In 336 B.C. Philip was murdered. Demosthenes set the example of rejoicing by appearing in public crowned with flowers, though he was in mourning for his daughter at the time. The great hopes which the city-states had entertained were dashed to the ground by the energy of Alexander, who, though only twenty years old, proved himself an even greater general and statesman than his father.

Thebes was induced to revolt by Demosthenes, who was supported by Persian gold, but Alexander crushed and destroyed Thebes before help could reach it, and sent an ultimatum to Athens. He demanded the surrender of Demosthenes, Lycurgus, and eight other orators of their party. They were saved, it appears, by the intervention of Demades.[322]

Alexander departed for Asia, and Athenian statesmen were left to quarrel about the politics of their city. It was now that the great case in which Demosthenes and Aeschines were concerned came up for trial. The matter nominally in dispute was only a pretext; it was really a question of reviewing and passing judgment on the political life of the two great antagonists for the last twenty years.

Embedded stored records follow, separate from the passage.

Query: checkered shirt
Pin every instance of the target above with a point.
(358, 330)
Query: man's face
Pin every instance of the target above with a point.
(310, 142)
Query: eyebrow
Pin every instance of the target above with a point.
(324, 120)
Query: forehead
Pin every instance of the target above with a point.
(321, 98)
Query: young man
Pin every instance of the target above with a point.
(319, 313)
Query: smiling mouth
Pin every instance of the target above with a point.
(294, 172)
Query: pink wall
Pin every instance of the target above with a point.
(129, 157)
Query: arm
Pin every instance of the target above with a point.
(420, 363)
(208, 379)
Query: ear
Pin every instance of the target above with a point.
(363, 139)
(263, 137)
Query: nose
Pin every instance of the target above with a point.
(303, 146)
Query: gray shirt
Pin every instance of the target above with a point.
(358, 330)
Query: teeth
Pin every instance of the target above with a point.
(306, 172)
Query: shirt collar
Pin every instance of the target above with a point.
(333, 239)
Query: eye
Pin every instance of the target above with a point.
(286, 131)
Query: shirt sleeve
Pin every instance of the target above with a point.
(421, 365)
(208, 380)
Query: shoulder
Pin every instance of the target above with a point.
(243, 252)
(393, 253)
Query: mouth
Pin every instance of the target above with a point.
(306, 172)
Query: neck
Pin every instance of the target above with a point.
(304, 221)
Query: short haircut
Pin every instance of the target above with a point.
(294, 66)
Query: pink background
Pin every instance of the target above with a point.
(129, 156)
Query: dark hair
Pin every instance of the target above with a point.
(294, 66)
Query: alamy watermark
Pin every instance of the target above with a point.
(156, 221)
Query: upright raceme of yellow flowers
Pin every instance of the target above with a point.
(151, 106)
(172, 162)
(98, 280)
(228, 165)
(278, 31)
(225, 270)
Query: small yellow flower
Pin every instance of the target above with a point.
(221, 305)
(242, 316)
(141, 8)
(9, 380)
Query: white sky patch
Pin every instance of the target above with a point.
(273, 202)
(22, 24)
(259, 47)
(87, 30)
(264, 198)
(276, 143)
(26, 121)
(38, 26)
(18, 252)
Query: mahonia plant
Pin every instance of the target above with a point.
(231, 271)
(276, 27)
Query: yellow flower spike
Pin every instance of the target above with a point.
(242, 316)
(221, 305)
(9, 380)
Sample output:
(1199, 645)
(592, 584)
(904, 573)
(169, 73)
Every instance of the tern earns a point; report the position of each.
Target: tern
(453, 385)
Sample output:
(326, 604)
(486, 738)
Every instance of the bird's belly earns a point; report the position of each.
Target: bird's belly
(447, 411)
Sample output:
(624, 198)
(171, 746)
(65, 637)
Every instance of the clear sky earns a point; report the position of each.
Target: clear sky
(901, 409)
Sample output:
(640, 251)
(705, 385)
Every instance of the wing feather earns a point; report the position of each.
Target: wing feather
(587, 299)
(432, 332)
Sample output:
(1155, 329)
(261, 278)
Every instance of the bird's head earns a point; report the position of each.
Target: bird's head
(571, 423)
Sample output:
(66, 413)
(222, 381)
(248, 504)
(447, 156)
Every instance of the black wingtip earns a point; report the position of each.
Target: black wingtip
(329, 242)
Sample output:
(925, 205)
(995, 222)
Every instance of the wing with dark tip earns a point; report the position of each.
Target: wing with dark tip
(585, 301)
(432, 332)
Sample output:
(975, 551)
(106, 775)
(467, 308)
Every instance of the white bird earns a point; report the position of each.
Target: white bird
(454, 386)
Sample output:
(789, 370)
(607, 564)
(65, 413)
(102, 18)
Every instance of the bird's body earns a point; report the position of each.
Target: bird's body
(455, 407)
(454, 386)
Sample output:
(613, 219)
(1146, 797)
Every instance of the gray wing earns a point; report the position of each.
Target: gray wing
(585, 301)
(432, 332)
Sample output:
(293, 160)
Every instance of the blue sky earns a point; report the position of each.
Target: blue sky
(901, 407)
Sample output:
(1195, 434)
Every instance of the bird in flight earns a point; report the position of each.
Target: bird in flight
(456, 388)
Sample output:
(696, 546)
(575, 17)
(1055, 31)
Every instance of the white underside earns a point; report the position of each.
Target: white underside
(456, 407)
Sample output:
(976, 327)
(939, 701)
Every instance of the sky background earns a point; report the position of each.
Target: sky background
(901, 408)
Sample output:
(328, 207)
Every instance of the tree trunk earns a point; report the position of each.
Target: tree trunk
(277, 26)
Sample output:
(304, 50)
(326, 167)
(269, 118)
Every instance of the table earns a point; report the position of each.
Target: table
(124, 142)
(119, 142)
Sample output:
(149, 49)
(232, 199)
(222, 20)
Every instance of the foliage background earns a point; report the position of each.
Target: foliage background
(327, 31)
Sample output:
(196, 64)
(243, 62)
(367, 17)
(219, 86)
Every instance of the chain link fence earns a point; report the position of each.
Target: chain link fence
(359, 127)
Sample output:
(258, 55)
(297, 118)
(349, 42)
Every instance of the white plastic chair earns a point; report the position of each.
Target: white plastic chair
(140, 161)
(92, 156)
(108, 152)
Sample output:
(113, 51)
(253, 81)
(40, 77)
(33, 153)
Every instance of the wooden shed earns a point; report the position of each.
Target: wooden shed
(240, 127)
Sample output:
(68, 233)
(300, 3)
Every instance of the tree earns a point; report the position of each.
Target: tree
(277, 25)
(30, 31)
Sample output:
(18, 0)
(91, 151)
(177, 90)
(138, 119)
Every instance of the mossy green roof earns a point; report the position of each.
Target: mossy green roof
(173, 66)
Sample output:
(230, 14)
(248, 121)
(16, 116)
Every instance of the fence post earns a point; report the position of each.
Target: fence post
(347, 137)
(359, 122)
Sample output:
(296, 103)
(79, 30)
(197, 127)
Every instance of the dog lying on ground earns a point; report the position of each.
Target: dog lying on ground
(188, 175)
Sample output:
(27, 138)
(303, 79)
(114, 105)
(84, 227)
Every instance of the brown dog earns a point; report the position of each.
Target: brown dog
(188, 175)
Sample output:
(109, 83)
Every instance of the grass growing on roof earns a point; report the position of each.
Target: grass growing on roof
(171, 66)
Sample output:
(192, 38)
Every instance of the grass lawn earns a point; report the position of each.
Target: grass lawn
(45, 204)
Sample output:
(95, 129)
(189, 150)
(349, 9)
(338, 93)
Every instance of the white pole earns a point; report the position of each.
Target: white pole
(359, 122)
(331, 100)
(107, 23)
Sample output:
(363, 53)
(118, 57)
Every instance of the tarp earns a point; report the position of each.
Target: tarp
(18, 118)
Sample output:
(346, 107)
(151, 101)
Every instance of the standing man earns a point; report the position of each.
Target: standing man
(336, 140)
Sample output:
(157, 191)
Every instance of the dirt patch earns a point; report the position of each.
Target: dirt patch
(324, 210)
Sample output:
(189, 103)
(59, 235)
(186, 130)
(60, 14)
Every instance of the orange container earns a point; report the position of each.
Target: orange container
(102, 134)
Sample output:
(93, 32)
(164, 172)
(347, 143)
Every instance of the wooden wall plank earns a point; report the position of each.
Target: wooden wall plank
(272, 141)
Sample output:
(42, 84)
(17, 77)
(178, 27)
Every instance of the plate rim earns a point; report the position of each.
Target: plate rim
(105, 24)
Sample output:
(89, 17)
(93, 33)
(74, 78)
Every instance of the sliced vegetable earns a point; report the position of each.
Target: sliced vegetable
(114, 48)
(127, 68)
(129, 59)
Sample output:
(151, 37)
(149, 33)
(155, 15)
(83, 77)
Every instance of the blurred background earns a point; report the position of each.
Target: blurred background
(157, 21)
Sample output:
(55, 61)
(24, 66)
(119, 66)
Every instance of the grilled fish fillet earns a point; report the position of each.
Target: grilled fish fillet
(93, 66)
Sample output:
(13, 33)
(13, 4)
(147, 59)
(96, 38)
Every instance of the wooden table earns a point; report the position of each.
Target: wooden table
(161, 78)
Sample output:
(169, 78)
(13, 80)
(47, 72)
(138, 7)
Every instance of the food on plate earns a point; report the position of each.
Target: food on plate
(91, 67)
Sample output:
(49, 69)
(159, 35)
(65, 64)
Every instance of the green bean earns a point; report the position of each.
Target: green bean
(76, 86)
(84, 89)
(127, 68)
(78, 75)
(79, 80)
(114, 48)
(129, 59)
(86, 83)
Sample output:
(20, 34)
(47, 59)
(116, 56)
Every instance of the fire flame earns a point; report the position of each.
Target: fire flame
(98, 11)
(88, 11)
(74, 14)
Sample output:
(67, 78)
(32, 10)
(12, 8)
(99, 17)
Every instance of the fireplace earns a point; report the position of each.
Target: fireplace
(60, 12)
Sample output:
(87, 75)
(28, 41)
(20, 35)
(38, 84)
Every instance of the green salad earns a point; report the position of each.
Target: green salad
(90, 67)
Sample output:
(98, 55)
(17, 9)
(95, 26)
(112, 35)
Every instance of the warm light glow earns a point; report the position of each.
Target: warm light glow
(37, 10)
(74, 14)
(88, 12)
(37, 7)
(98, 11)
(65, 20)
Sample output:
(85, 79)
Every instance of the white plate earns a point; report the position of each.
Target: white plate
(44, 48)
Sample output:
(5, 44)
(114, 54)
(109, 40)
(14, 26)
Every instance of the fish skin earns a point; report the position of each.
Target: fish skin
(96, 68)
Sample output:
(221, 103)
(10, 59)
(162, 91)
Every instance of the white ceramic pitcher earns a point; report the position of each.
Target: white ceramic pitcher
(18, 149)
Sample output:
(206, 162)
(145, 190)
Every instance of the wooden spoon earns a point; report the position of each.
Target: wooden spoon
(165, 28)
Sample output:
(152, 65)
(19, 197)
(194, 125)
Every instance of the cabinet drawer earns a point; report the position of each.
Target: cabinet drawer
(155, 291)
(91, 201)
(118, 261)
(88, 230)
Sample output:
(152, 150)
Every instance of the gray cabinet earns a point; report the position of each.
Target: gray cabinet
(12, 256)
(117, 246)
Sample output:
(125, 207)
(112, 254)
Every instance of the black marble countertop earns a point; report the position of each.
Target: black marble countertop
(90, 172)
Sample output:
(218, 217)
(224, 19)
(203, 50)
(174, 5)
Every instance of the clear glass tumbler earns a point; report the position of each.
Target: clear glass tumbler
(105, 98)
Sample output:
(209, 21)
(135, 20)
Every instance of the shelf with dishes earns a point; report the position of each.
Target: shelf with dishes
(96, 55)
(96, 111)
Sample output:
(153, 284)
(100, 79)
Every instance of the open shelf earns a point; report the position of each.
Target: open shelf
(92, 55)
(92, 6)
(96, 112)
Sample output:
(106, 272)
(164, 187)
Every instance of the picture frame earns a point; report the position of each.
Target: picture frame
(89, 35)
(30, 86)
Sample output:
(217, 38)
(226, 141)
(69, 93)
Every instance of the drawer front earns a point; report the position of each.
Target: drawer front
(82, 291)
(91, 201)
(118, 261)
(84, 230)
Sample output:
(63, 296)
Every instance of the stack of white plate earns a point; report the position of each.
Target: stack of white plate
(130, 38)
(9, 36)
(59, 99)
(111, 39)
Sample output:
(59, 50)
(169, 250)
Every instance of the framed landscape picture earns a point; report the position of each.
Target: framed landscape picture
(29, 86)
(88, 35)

The charges of illegality brought against Ctesiphon were three: (1) That the decree, falsely asserting that Demosthenes had done good service to the State, involved the insertion of a lie into the public records. (2) That it was illegal to crown an official who, like Demosthenes, was still subject to audit. (3) That proclamation of the crowning in the theatre was illegal.

On (2) and (3), the technical points, the prosecutor had a strong case, but the first section was the only one of real importance, since the process was really aimed at Demosthenes. The main part of the speech of Aeschines against Ctesiphon is accordingly devoted to an indictment of the public life of Demosthenes. Four periods are taken: (1) From the war about Amphipolis to the peace of Philocrates (357-346 B.C.). (2) The years of peace (346-340 B.C.). (3) The ministry of Demosthenes (340-338 B.C.). (4) The years after Chaeronea (338-330 B.C.).

The reply of Demosthenes (de Corona) is mainly concerned with a defence of his own policy, the technical points on which the issue nominally depended being kept very much in the background. It is remarkable that in dealing with the early years he makes no attempt to take credit for the great speeches by which in that time he attempted to influence his country—the First Philippic and the three Olynthiacs. He discusses chiefly the peace negotiations. He speaks more fully of the second period, and lays the greatest stress on the third—the years during which he was the acknowledged leader of the people, so that an eulogy of the national policy must involve a tribute to his own patriotism. Only short allusions are made to the last period, the years since the battle of Chaeronea.

The order is not chronological, and the structure is not apparently systematic; nevertheless the de Corona is the greatest of all Athenian speeches.

The speech cannot be represented by extracts; it must be read as a whole to be appreciated. All that a summary can do is to draw attention to the peculiarities of structure, which are possibly due in some measure to the length of the speech and the variety of the subjects which have to be treated:[323]

1. §§ 1-8. The conventional exordium, in this case both introduced and finished by a solemn prayer.

2. §§ 9-52. Refutation of the calumnies uttered by Aeschines. This section consists chiefly of Demosthenes’ own version of the negotiations for the peace of 346 B.C., showing that Aeschines and his associates were really guilty of treason in their dealings with Philip.